Rendere l'atmosfera di un festival a parole non è mai facile; il festival non è solo musica, o un mero susseguirsi di band, è un vero proprio evento collettivo a 360°.
Decido di prendere parte ad Apolide Rock Free Festival, discendente naturale di quello che era stato fino a pochi anni fa l'Alpette, quasi per caso, senza pensarci troppo, in un giovedì sera di noia. Solo in seguito mi renderò conto che forse un sacco a pelo o una coperta, o anche il semplice dedicare qualche minuto al montaggio della tenda, potevano non essere una cattiva idea: Vialfrè (per il secondo anno consecutivo il festival è stato ospitato nell'area naturalistica Pianezze) dopo le tre di notte diventa molto fredda, anche nel luglio più torrido degli ultimi trent'anni.

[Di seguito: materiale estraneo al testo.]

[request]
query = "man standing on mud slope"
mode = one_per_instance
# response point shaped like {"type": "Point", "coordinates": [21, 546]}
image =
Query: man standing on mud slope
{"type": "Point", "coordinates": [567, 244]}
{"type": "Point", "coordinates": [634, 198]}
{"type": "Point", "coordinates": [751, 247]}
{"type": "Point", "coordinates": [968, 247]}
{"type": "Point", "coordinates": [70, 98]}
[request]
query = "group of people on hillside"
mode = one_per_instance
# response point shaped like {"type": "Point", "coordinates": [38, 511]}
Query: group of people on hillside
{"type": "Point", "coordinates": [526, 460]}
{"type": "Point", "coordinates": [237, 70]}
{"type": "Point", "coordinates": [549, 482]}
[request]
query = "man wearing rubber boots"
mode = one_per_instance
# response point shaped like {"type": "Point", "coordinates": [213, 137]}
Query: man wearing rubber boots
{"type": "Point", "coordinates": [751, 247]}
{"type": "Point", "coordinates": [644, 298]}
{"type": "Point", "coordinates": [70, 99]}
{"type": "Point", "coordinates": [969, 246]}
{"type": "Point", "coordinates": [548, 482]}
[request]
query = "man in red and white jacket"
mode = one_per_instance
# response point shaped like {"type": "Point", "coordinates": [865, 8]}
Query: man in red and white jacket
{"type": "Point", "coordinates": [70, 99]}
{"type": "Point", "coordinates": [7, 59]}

Il programma è ricco, ma il lavoro (si frequentano live anche non in età scolare o universitaria) costringe a una prima toccata e fuga venerdì 24 luglio: d'obbligo l'ascolto – per l'ennesima volta – dei perugini Fast Animals and Slow Kids. Come spesso accade a chi arriva da lontano, e complice una serie di sfortunate coincidenze, quando si raggiunge l'area la band è già al quinto pezzo: senza la possibilità di un “riscaldamento”, il muro di suono che la band crea in live ci sbatte addosso come un violento tsunami e si entra in fretta nel giusto mood. Aimone Romizi (il frontman) si getta ripetutamente sul pubblico, e si solleva un polverone simile ad una spessa coltre di fumo; così Apolide ci inghiotte. Il set dura in tutto un'ora, ci si concede qualche birra e due chiacchiere con Romizi nell'area merchandise, in attesa degli Skip and Die. Quello degli olandesi non è forse il mio genere preferito, ma la gente di ARFF sembra apprezzare, e la piega della serata è sufficiente ad accrescere la voglia di tornare il giorno dopo.

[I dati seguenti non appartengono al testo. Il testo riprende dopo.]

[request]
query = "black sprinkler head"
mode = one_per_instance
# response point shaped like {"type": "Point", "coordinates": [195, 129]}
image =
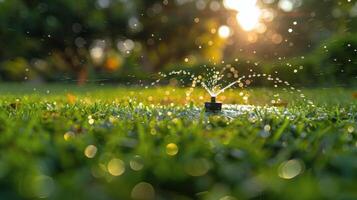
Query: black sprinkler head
{"type": "Point", "coordinates": [213, 106]}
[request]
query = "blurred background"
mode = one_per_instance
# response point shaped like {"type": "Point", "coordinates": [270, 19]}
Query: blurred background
{"type": "Point", "coordinates": [306, 42]}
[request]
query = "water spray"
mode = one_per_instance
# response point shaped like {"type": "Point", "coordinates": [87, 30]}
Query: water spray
{"type": "Point", "coordinates": [213, 106]}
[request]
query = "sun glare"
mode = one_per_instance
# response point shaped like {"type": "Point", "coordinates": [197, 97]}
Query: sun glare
{"type": "Point", "coordinates": [248, 12]}
{"type": "Point", "coordinates": [249, 18]}
{"type": "Point", "coordinates": [224, 31]}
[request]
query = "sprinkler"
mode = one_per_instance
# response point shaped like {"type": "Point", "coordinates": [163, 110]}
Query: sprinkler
{"type": "Point", "coordinates": [213, 106]}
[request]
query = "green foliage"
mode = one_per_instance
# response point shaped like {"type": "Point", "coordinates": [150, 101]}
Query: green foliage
{"type": "Point", "coordinates": [58, 143]}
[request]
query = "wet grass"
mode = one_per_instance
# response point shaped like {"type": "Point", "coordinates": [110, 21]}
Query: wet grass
{"type": "Point", "coordinates": [109, 142]}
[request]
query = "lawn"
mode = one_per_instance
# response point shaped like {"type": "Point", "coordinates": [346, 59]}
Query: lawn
{"type": "Point", "coordinates": [109, 142]}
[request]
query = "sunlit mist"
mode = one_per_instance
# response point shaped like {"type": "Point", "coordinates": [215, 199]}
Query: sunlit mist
{"type": "Point", "coordinates": [248, 12]}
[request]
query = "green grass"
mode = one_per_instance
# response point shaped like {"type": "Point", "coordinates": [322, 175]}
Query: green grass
{"type": "Point", "coordinates": [107, 142]}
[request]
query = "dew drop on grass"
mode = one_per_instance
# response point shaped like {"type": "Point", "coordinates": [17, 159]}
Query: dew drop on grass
{"type": "Point", "coordinates": [290, 169]}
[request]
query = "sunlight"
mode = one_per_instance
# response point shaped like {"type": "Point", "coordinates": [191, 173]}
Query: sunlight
{"type": "Point", "coordinates": [248, 12]}
{"type": "Point", "coordinates": [224, 31]}
{"type": "Point", "coordinates": [249, 18]}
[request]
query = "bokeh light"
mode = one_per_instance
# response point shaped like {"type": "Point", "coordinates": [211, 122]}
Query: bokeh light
{"type": "Point", "coordinates": [90, 151]}
{"type": "Point", "coordinates": [143, 191]}
{"type": "Point", "coordinates": [116, 167]}
{"type": "Point", "coordinates": [171, 149]}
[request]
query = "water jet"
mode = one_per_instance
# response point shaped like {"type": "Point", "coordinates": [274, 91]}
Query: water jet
{"type": "Point", "coordinates": [213, 106]}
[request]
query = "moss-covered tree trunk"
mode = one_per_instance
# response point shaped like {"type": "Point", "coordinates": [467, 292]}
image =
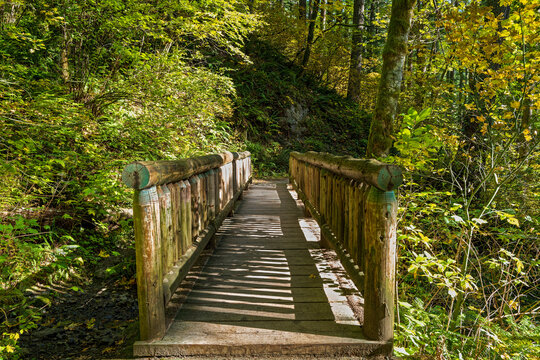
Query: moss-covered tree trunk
{"type": "Point", "coordinates": [355, 69]}
{"type": "Point", "coordinates": [394, 53]}
{"type": "Point", "coordinates": [311, 33]}
{"type": "Point", "coordinates": [302, 9]}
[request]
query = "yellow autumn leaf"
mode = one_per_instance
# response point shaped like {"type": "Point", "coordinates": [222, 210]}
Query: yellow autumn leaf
{"type": "Point", "coordinates": [513, 304]}
{"type": "Point", "coordinates": [519, 266]}
{"type": "Point", "coordinates": [508, 115]}
{"type": "Point", "coordinates": [513, 221]}
{"type": "Point", "coordinates": [483, 130]}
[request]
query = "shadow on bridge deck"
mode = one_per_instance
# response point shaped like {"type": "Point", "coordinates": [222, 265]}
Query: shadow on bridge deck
{"type": "Point", "coordinates": [267, 289]}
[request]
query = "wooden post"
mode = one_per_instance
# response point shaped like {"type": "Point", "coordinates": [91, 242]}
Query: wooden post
{"type": "Point", "coordinates": [380, 217]}
{"type": "Point", "coordinates": [146, 218]}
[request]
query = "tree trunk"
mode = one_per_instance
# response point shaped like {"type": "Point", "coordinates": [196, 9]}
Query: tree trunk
{"type": "Point", "coordinates": [394, 53]}
{"type": "Point", "coordinates": [311, 33]}
{"type": "Point", "coordinates": [323, 14]}
{"type": "Point", "coordinates": [353, 89]}
{"type": "Point", "coordinates": [302, 6]}
{"type": "Point", "coordinates": [371, 29]}
{"type": "Point", "coordinates": [64, 63]}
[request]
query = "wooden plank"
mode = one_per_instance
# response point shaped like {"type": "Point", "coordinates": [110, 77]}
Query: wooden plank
{"type": "Point", "coordinates": [244, 311]}
{"type": "Point", "coordinates": [168, 246]}
{"type": "Point", "coordinates": [194, 181]}
{"type": "Point", "coordinates": [256, 338]}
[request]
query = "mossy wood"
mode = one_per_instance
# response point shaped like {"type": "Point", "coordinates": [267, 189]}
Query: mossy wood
{"type": "Point", "coordinates": [178, 206]}
{"type": "Point", "coordinates": [385, 177]}
{"type": "Point", "coordinates": [352, 201]}
{"type": "Point", "coordinates": [144, 174]}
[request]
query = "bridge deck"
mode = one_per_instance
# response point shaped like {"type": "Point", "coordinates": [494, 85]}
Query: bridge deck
{"type": "Point", "coordinates": [268, 289]}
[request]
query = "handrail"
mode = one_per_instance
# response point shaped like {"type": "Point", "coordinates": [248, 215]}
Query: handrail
{"type": "Point", "coordinates": [354, 203]}
{"type": "Point", "coordinates": [178, 206]}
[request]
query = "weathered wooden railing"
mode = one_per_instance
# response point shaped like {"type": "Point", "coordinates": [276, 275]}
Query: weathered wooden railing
{"type": "Point", "coordinates": [354, 203]}
{"type": "Point", "coordinates": [177, 208]}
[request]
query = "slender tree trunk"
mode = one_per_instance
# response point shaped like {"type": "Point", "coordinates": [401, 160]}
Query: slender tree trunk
{"type": "Point", "coordinates": [323, 14]}
{"type": "Point", "coordinates": [371, 29]}
{"type": "Point", "coordinates": [355, 69]}
{"type": "Point", "coordinates": [311, 33]}
{"type": "Point", "coordinates": [394, 53]}
{"type": "Point", "coordinates": [302, 6]}
{"type": "Point", "coordinates": [64, 63]}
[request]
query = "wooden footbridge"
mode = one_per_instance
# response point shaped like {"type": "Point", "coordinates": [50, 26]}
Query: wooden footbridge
{"type": "Point", "coordinates": [273, 284]}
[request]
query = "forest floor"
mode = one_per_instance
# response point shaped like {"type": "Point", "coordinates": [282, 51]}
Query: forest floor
{"type": "Point", "coordinates": [96, 320]}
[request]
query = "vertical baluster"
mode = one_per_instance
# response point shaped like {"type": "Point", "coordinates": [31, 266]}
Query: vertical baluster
{"type": "Point", "coordinates": [220, 189]}
{"type": "Point", "coordinates": [204, 200]}
{"type": "Point", "coordinates": [187, 220]}
{"type": "Point", "coordinates": [194, 181]}
{"type": "Point", "coordinates": [167, 228]}
{"type": "Point", "coordinates": [211, 195]}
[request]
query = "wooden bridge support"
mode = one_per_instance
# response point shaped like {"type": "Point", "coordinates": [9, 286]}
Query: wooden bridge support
{"type": "Point", "coordinates": [354, 203]}
{"type": "Point", "coordinates": [177, 208]}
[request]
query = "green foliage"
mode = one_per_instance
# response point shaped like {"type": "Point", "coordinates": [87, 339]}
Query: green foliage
{"type": "Point", "coordinates": [85, 88]}
{"type": "Point", "coordinates": [278, 112]}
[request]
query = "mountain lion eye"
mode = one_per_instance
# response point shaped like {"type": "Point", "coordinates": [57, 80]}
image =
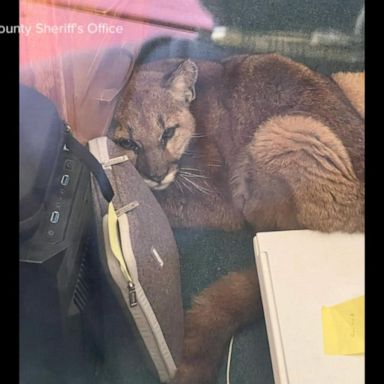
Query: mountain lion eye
{"type": "Point", "coordinates": [129, 144]}
{"type": "Point", "coordinates": [168, 134]}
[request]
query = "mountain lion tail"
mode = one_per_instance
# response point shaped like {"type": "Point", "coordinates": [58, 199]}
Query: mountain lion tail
{"type": "Point", "coordinates": [216, 314]}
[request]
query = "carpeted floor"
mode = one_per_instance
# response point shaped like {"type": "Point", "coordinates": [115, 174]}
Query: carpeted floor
{"type": "Point", "coordinates": [205, 256]}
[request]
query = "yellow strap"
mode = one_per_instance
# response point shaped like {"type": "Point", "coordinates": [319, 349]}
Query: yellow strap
{"type": "Point", "coordinates": [114, 240]}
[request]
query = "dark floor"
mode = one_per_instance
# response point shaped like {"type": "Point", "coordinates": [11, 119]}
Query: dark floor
{"type": "Point", "coordinates": [205, 256]}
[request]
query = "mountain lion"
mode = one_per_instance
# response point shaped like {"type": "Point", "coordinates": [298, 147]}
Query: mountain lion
{"type": "Point", "coordinates": [252, 140]}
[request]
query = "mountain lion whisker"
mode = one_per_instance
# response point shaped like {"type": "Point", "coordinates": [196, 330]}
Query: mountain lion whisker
{"type": "Point", "coordinates": [197, 186]}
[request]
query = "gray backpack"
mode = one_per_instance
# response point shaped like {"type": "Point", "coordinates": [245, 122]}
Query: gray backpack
{"type": "Point", "coordinates": [140, 257]}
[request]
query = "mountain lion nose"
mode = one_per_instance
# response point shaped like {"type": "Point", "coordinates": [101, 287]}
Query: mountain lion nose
{"type": "Point", "coordinates": [157, 178]}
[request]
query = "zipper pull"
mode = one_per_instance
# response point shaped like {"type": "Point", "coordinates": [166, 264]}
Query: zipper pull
{"type": "Point", "coordinates": [132, 294]}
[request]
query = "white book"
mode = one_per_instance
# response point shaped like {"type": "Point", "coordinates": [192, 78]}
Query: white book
{"type": "Point", "coordinates": [299, 272]}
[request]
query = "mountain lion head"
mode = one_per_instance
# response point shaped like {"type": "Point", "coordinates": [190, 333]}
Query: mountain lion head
{"type": "Point", "coordinates": [154, 123]}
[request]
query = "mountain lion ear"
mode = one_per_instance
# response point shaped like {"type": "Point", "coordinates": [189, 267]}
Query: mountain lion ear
{"type": "Point", "coordinates": [181, 82]}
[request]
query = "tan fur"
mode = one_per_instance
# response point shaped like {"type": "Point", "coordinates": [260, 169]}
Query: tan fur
{"type": "Point", "coordinates": [353, 84]}
{"type": "Point", "coordinates": [266, 142]}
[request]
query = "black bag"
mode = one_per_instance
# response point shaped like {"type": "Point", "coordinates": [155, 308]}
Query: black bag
{"type": "Point", "coordinates": [58, 324]}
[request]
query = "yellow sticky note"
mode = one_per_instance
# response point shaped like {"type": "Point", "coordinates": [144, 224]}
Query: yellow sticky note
{"type": "Point", "coordinates": [343, 327]}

Di Sabato la compagnia è più nutrita e si parte con anticipo: alle 18 si ha giusto il tempo di ascoltare alcune domande degli organizzatori a Il Pan del Diavolo nella “Boobs Area” invece che pensare alla tenda. Ci si guarda attorno, si studia il territorio, e appaiono cose che il buio della sera prima aveva nascosto ai nostri occhi: un barbiere, un massaggiatore shiatsu e un banchetto di abiti e accessori fetish che arricchiscono l'offerta di chincaglierie ed oggettistica handmade degli stand presenti all'ingresso, tra i campi di beach volley e chi si esibisce in numeri di giocoleria. Che festival sarebbe altrimenti?
Il Terzo Istante attacca, con lieve ritardo rispetto al programma, verso le 20.30 ma, concentrati sulla coda chilometrica per la pizza, li sentiamo solo di sottofondo. Si arriva davanti al palco in tempo però per essere trasportati da Dardust con il suo set elettronico in cui si distinguono perfettamente le reinterpretazioni (riduttivo chiamarle semplici cover) di Children di Robert Miles e Right Here, Right Now di Fatboy Slim. Artista da riascoltare, in un contesto più raccolto. Scoperto del forfait dei Ninos du Brasil (ai festival capita anche questo) inizia la coinvolgente ora de Il Pan del Diavolo, duo folck-rock palermitano che fa saltare e cantare le centinaia di persone che ormai affollano Vialfrè. La chiusura spetta alla carica garage-blues-punk-rock (e si potrebbe continuare all'infinito con gli appellativi, tanto difficile è ingabbiarli in un genere) dei Movie Star Junkies prima della lunga notte di C'é Serata che alterna musica dance anni '90, rock, elettronica da discoteca, reggae e chi più ne ha più ne metta. Il clima è festaiolo, il giaccio è finito ma i cocktail vengono serviti ugualmente, la polvere è arrivata fin nei polmoni e tutti ballano insieme, sconosciuti si abbracciano come amici di lungo corso e non si può non tirar tardi, fino a cedere alla stanchezza – poco prima dell'alba – mentre il djset imperversa ancora. Si dorme in auto (al diavolo le tende non montate) e fa freddissimo: l'unica nota stonata di un'esperienza da rifare anno dopo anno.